Specific case: treatment of a simple infection in a non-immune subject (expatriate) and in pregnant women

- Falciparum infection

· In sensitive zones: chloroquine.

Adult: 600 mg base then 300 mg base at H6, D2, D3, D4 and D5 (= 2.1 g)
Child:10 mg base/kg then 5 mg base/kg at H6, D2, D3, D4 and D5 (= 35 mg base/kg)
Adult: 500 mg base/ d x 5 days (= 2.5 g)
Child: 10 mg base/kg/d x 5 days (= 50 mg base/kg)

· In resistant zones
either mefloquine: the protocol is the same as for protected subjects except for adults > 60 kg who must take 750 mg, 500 mg, 250 mg at 8 hourly intervals (= 3 tab, 2 tab, 1 tab).
or halofantrine: the same protocol as for protected subjects.

· Pregnant women

- In sensitive zones: chloroquine
- In resistant zones: quinine (follower by mefloquine if this fails)

- Vivax, Malariae or Ovale infections chloroquine



- Reserved for expatriates, and depending on the national protocol, for pregnant women.

- Depends on the region to which they are going: see the maps which follow.

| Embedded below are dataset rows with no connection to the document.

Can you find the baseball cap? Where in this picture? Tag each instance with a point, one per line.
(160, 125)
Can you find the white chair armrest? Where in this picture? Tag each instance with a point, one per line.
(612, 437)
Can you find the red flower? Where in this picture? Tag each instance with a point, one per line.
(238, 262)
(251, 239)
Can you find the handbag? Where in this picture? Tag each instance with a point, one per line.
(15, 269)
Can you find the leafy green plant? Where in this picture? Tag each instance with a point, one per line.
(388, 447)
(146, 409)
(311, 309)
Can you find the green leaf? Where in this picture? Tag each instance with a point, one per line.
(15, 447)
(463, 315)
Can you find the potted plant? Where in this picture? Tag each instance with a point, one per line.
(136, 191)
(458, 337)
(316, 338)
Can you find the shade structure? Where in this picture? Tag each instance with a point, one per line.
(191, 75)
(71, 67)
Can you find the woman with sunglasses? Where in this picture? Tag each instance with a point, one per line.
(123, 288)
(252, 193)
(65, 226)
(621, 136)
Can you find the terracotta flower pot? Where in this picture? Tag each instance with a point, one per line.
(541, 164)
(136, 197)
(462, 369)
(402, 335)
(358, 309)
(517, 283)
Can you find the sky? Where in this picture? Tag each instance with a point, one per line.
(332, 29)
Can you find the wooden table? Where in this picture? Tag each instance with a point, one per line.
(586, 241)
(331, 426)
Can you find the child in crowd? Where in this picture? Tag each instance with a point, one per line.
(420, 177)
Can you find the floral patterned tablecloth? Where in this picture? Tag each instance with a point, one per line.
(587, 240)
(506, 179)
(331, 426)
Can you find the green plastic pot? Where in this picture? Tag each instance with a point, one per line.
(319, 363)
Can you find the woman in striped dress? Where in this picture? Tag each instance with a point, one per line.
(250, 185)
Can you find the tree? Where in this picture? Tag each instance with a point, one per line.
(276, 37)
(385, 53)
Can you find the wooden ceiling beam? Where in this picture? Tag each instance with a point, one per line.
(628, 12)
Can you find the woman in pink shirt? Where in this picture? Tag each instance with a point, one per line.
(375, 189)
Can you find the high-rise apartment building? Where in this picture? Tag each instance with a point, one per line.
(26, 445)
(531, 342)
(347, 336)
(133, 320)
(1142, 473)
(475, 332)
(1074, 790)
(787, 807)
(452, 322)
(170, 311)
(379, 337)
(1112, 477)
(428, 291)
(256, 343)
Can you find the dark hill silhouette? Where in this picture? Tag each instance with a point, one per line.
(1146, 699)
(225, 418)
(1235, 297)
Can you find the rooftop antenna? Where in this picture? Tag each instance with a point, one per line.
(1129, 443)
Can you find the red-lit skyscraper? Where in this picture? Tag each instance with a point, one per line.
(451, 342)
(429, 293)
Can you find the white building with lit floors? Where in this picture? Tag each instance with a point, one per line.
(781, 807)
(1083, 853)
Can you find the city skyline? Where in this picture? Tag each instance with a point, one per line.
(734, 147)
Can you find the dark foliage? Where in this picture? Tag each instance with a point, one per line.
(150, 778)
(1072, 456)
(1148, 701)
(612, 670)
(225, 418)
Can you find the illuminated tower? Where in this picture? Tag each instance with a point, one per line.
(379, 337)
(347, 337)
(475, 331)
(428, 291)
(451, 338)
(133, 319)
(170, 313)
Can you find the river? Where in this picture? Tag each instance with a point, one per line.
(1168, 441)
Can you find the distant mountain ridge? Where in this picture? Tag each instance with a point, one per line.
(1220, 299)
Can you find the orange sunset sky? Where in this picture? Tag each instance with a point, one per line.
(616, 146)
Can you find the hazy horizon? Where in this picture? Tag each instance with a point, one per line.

- Depends on the length of stay, the season (transmission or not), the presence or absence of resistant Falciparum.

- Protection against anopheles:
These measures must assume increasing importance:

· mosquito sprays impregnated with pyrethrinoid (permethrine or deltamethrine),

· long sleeves, long trousers and dark clothing at night,

· repellents,

· slow combustion anti mosquito coils.

- Information regarding prevention.

- Chemoprophylaxis: does not prevent infection with malaria but may avoid a serious attack. Commence the eve or day of departure and always continue for 6 weeks after return.

· In zone I
chloroquine: 100 mg base/day, 6 days each week, or 300 mg in a single dose each week.

· In zone II
chloroquine: 100 mg base/day, 6 days each week, in association with Proguanil 200 mg/day (in 1 or 2 doses).

· In zone III
Several possibilities depending on the situation. There is no 100 % efficacious drug. nor any without side-effects.

either take mefloquine 250 mg (1 tab) 1 time/week only during the transmission season, or throughout the entire stay if this does not exceed 12 weeks; or where the stay does not exceed 1 month, take doxycyclin 100 mg (= 1 tab) each day, every day;

or take nothing, but carry at all times an effective treatment (mefloquine, halofantrine, quinine) to be taken if any symptoms suggestive of malaria appear.

Check with microscopic examination of the blood any time this is possible.

- Chemoprophylaxis incorrectly taken means lack of protections.

- Prophylaxis with sulphadoxine-pyrimethamine must be abandoned.


It is necessary to carry further the battle against the anopheles mosquito, since mass chemoprophylaxis is no longer recommended (development of resistance, slowing or suppression of protection), except in pregnant women.